Researchers from the Centre hospitalier de l'Université de Montréal (CHUM) Research Centre (CRCHUM) have identified a new gene that predisposes people to both autism and epilepsy.

Led by the neurologist Dr Patrick Cossette, the research team found a severe mutation of the synapsin gene (SYN1) in all members of a large French-Canadian family suffering from epilepsy, including individuals also suffering from autism. This study also includes an analysis of 2 cohorts of individuals from Quebec, which made it possible to identify other mutations in the SYN1 gene among 1% and 3.5% of those suffering respectively from autism and epilepsy, while several carriers of the SYN1 mutation displayed symptoms of both disorders.

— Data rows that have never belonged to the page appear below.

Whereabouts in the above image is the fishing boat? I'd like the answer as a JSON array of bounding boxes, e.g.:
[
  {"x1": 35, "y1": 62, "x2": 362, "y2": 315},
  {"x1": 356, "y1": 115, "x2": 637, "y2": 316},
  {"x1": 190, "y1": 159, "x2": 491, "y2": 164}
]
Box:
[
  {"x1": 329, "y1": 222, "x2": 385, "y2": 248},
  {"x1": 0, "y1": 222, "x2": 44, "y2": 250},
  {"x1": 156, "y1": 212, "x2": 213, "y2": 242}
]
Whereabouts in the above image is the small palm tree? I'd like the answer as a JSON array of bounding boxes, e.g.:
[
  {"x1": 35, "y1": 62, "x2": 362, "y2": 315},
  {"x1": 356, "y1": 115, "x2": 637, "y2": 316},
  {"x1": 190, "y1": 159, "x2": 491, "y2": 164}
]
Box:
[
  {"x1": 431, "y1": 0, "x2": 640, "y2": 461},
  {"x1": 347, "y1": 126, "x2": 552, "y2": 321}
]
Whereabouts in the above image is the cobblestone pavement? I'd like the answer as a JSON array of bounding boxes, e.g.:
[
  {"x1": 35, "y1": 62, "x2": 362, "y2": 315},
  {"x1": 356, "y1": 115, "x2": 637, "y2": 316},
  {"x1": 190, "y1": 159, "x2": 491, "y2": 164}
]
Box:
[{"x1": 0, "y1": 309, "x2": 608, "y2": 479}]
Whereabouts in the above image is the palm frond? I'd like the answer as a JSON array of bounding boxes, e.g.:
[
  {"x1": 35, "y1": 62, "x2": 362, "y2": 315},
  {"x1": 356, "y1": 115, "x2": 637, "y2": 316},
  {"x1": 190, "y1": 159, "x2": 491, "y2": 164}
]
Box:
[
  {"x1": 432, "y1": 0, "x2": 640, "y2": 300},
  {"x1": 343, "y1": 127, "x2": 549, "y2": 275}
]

"The results show for the first time the role of the SYN1 gene in autism, in addition to epilepsy, and strengthen the hypothesis that a deregulation of the function of synapse because of this mutation is the cause of both diseases," notes Cossette, who is also a professor with the Faculty of Medicine at the Université de Montréal.

He adds that "until now, no other genetic study of humans has made this demonstration."

The different forms of autism are often genetic in origin and nearly a third of people with autism also suffer from epilepsy. The reason for this comorbidity is unknown. The synapsin gene plays are crucial role in the development of the membrane surrounding neurotransmitters, also referred to as synaptic vesicles. Although mutations in other genes involved in the development of synapses have previously been identified, this mechanism has never been proved in epilepsy in humans until the present study.

The results of the present study were published in the latest online edition of Human Molecular Genetics. They provide the key to a common cause of epilepsy and autism and will make it possible to gain a better understanding of the pathophysiology of these devastating diseases that seriously perturb brain development. They will also contribute to the development of new treatment strategies.